MUMBAI The BSE Sensex fell more than 1 percent to a two-week low on Friday, as technology stocks dropped after bellwether Infosys kick started the domestic corporate earnings season with a disappointing revenue outlook.
The forecast from India's No.2 software services exporter sparked worries about the country's $100 billion outsourcing sector, as well as about the broader outlook for corporate profits.
A fall in European shares on renewed concerns about rising borrowing costs in Spain accelerated the domestic share falls during afternoon trade, making for a volatile session.
Caution is likely to prevail early next week, given inflation data is due out on Monday, while the Reserve Bank of India meets for what's seen as a critical policy meeting on Tuesday.

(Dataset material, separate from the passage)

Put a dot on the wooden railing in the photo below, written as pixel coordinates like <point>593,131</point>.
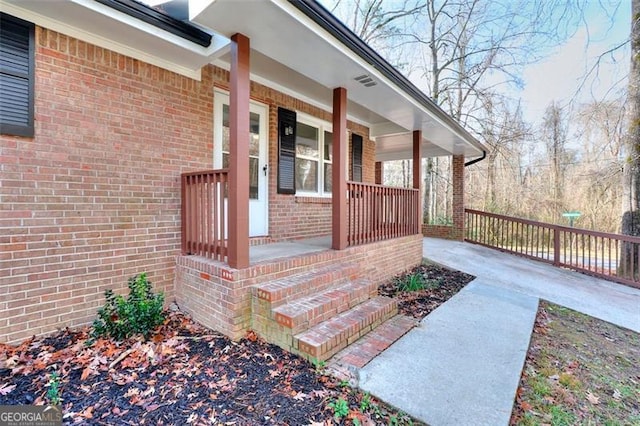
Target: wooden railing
<point>204,221</point>
<point>612,256</point>
<point>379,213</point>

"Today's selling was a mix of Infosys results and fresh worries in Europe," said Sandeep J. Shah, CEO of investment advisory firm Sampriti Capital, adding that markets would now focus on the RBI meeting.
The 30-share Sensex fell 1.37 percent to close at 17,094.51 points, its lowest close since March 29.

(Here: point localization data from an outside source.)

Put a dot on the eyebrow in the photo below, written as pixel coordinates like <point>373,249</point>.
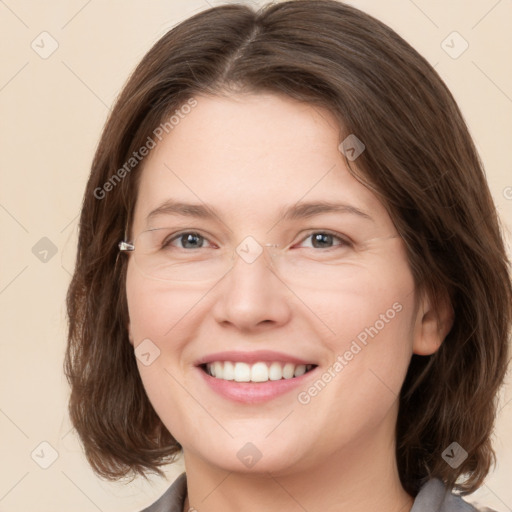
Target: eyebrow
<point>294,212</point>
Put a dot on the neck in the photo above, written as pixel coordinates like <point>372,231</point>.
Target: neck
<point>357,478</point>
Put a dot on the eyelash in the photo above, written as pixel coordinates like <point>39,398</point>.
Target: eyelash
<point>345,241</point>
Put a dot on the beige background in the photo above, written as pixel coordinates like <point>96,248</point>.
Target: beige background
<point>52,111</point>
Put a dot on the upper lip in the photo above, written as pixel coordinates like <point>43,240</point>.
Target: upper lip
<point>251,357</point>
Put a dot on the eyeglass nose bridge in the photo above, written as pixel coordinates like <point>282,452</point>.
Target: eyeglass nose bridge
<point>249,250</point>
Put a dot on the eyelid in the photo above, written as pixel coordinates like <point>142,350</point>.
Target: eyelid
<point>340,236</point>
<point>344,239</point>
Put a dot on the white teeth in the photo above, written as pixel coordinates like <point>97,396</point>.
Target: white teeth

The broader Nifty closed 1.32 percent lower at 5,207.45 points.
Shares in Infosys (INFY.NS) dropped 12.7 percent, after earlier falling as much as 13.1 percent to its lowest since late September.
The decline came after Infosys forecast full-year dollar revenue at 8-10 percent, compared with market expectations for a rise of 10-15 percent.

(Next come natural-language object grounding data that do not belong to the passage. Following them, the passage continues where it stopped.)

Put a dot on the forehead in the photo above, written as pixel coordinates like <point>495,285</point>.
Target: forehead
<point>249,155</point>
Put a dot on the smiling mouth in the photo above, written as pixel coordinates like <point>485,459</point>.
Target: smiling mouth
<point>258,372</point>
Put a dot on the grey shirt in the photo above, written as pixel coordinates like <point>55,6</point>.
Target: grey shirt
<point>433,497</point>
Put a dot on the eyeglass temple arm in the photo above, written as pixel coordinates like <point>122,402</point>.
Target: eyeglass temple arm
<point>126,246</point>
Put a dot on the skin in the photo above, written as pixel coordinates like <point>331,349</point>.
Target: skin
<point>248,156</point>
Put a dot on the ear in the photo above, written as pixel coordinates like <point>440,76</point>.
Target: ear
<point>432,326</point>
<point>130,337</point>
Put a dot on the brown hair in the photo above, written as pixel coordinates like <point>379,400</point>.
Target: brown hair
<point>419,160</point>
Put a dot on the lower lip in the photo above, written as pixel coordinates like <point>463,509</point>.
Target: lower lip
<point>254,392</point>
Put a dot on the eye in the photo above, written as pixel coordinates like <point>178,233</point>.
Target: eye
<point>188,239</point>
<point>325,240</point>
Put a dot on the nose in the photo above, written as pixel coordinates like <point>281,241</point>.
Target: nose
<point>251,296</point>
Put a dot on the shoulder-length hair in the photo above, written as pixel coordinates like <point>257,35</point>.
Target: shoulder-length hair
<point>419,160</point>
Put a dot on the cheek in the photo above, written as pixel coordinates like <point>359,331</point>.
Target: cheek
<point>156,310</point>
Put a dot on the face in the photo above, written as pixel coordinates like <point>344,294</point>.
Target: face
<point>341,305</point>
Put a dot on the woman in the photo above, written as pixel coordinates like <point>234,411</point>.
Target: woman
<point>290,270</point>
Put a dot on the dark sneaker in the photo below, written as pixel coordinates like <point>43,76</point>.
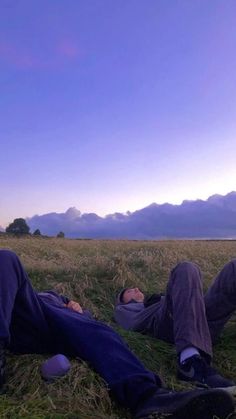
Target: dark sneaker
<point>2,366</point>
<point>197,371</point>
<point>196,404</point>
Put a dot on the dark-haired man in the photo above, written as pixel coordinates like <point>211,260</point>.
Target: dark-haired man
<point>32,322</point>
<point>185,317</point>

The weak outlook dragged down domestic rivals, sending sector leader Tata Consultancy Services (TCS.NS) down 5.6 percent and Wipro (WIPR.NS) down 4.5 percent.
The steep falls in the IT sector soured overall sentiment, leading to profit-taking among recently outperforming sectors.
Banks reversed earlier gains, with a sub-index losing 0.9 percent to post its first fall in four sessions.
The RBI is widely expected to cut on Tuesday the repo rate by 25 basis points for the first time since April 2009, but could keep the cash reserve ratio steady after slashing it by 125 bps this year.
"It will be just a 25 bps repo cut .... CRR cut would not make sense as liquidity is fine," said Sampriti's Shah.
Among banks, State Bank of India (SBI.NS) lost 0.7 percent, while ICICI Bank (ICBK.NS) fell 1.6 percent.
However, among gainers, Indian cement producers rose after Citigroup upgraded Ambuja Cements (ABUJ.NS), ACC (ACC.NS) and UltraTech Cement (ULTC.NS) to "buy" from "sell," citing rising demand, among other factors.
Shares of Indian airline companies extended a recent rally on mounting expectations their foreign peers will soon be allowed to buy stakes in them.
SpiceJet (SPJT.BO) surged 10.2 percent, while Jet Airways (JET.NS) gained 1.4 percent.